Il se l’était promis, alors David s’est fait tatouer cet avion prêt à atterrir sur le logo de l’Euro allemand au milieu de son mollet gauche. « Le 26 mars 2024 (date de la qualification géorgienne face à la Grèce, NDLR) est le plus grand jour de ma vie », s’enthousiasme ce grand gaillard aux yeux bleus, sac de piscine dans le dos, banane à la poitrine. Avec son anglais hésitant et sa bière de trop qu’il s’empresse de partager, ce leader de Komagebi, le principal groupe de supporters géorgiens, se félicite du succès du rassemblement d’avant-match qu’il organise au parc, à quelques heures d’assister au premier match dans un Euro de son pays. Alors que l’horrible centre-ville commercial de Dortmund est plutôt squatté par les Turcs, la plupart des Géorgiens festoient au Westpark. Il faut dire qu’après le climax des années 1980 où le Dinamo Tbilissi régnait sur l’Europe et les footballeurs géorgiens sur l’équipe nationale soviétique, le peuple du Caucase a rarement eu l’occasion de s’enjailler autour du ballon rond. « Le foot a toujours fait partie de notre ADN, soutient pourtant David. Notre participation à une compétition continentale est donc vue comme une apothéose qui nous permet de prouver à tous que nous sommes européens. »
Loi controversée et chants anti-Poutine
En décembre dernier, Bruxelles a octroyé à la Géorgie le statut de candidat à l’adhésion à l’UE sous certaines conditions, comme la lutte contre la désinformation et la corruption ou le maintien de l’indépendance des institutions. Le problème, c’est qu’en avril, le parti au pouvoir Rêve géorgien a déposé – pour la deuxième fois – un projet de loi controversé. Celui-ci envisage de qualifier d’« organisation servant les intérêts d’une puissance étrangère » toute ONG recevant au moins 20% de financements étrangers, l’obligeant par ailleurs à publier un rapport financier annuel sous peine de lourdes amendes. Une proposition inspirée d’un texte russe, jugée infamante et asservissante pour la société civile et les médias indépendants, selon l’opposition et une bonne partie du peuple. Dans la foulée de l’annonce, des milliers de citoyens sont donc descendus dans les rues de Tbilissi.
Menacés et parfois même molestés, les manifestants ont reçu le soutien de plusieurs footballeurs sur les réseaux sociaux.
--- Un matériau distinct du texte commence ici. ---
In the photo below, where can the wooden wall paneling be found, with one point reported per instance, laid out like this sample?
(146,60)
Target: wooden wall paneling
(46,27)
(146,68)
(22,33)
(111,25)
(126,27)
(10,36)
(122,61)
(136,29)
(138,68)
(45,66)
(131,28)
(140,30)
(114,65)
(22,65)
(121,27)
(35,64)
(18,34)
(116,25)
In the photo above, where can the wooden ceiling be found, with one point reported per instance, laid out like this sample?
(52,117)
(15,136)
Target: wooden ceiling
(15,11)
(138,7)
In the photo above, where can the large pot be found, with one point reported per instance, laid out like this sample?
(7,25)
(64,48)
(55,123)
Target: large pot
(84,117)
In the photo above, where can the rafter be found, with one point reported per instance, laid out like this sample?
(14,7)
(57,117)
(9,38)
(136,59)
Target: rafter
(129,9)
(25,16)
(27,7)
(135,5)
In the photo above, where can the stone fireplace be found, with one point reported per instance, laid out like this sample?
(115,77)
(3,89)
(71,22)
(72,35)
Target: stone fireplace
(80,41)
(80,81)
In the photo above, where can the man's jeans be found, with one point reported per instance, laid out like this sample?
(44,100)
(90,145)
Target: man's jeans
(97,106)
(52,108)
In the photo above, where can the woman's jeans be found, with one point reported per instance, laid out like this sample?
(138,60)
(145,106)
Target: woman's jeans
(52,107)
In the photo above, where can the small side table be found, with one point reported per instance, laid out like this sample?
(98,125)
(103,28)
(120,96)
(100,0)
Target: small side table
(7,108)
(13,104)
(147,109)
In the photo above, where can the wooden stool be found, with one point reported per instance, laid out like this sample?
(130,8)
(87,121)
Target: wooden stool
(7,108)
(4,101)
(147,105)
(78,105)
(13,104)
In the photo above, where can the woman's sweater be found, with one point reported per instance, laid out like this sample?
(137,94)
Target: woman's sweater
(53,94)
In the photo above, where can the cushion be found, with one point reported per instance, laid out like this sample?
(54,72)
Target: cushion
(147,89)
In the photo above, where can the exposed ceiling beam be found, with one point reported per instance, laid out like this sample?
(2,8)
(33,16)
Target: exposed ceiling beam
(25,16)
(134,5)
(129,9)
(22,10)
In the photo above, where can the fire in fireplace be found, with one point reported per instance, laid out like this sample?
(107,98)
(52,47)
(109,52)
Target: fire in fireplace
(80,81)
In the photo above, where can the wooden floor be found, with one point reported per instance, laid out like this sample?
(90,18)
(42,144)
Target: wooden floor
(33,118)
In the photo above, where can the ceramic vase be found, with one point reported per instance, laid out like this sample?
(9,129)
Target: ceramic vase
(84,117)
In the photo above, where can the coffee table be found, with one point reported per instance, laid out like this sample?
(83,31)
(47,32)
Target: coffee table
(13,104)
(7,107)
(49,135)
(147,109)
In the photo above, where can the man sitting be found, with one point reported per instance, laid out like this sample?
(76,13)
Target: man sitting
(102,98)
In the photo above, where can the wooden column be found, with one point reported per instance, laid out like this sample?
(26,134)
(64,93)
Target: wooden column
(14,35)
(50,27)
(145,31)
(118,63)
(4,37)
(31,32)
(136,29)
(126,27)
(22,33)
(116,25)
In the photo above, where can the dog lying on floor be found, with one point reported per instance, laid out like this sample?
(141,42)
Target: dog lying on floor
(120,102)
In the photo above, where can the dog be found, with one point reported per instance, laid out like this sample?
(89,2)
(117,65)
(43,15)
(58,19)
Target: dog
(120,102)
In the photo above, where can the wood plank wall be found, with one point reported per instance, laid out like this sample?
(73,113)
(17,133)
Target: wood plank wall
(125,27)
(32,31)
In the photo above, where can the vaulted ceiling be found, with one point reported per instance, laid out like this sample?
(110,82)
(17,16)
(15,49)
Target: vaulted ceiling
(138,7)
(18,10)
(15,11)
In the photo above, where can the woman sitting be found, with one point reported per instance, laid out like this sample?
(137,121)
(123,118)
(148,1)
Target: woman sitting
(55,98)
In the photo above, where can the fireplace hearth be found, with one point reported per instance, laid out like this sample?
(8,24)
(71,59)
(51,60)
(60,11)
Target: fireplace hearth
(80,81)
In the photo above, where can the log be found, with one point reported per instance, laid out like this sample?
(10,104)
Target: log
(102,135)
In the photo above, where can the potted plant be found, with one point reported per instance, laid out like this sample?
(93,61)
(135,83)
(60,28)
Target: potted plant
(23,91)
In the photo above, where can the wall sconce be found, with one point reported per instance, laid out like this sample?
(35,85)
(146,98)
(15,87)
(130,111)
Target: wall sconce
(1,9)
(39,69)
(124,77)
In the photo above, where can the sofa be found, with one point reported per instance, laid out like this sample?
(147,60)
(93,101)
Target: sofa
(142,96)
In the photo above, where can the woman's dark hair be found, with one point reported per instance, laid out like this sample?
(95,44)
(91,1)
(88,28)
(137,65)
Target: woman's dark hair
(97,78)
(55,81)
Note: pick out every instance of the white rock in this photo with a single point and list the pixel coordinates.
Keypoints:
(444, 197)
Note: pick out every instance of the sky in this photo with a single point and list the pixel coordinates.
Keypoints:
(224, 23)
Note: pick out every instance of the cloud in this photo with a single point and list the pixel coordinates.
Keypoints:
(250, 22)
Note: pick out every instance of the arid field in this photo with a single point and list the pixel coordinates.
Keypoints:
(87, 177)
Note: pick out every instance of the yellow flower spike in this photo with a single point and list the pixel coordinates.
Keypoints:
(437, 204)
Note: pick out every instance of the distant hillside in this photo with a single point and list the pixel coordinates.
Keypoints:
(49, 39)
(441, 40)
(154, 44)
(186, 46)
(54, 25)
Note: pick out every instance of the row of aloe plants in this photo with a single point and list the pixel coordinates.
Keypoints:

Assez chichement dans le cas de la star Kvaratskhelia – « L’avenir de la Géorgie est en Europe » –, plus bruyamment du côté de Giorgi Kochorashvili, Budu Zivzivadze, Jaba Kankava ou Giorgi Chakvetadze, choqué « de voir comment ils s’attaquent à mes compatriotes, en particulier aux femmes et aux enfants ». « Pour tous ceux qui sont éloignés de la classe moyenne éduquée de Tbilissi, c’est très important de voir ces personnalités prendre position, développe David. Ça crée de l’unité et un engouement. » Sur la pelouse du parc, tandis qu’un jeune ténébreux s’asperge les cheveux de bombe rouge à l’aveugle et donc forcément n’importe comment, Nini participe aux premiers tours de chant. « Aujourd’hui, la politique est un peu mise de côté au profit du sportif », entame sobrement cette Tbilissienne. Qui n’oublie toutefois pas que 20% de son pays a été absorbé en 2008 par la Russie, qui occupe les territoires indépendantistes d’Ossétie du Sud et d’Abkhazie. Et qui refuse également de voir Tbilissi imiter Moscou en empruntant le chemin du totalitarisme. « On a une petite gamme de chants anti-russes et anti-Poutine. On compte les entonner tout l’après-midi. »
La bonne réputation
14 heures : la grande parade s’engage vers le stade. En tête de file, David embrigade tout ce qui erre à sa portée derrière la bannière principale. Les récents événements politiques au pays l’ont habitué à mener des troupes. « Nous, les membres de Komagebi, sommes de toutes les manifestations, toutes les réunions, tous les affrontements avec la police… Nous agissons pour ce qui est juste pour notre pays. » Derrière lui, ils sont une poignée à arborer le drapeau de l’Union européenne. Mikhaïl entend garder son étendard « dans le stade pour montrer à mon gouvernement que la Géorgie fait partie de l’Europe. D’ici les élections législatives d’octobre, on doit profiter de tout éclairage médiatique international pour revendiquer un meilleur quotidien au sein de l’UE. »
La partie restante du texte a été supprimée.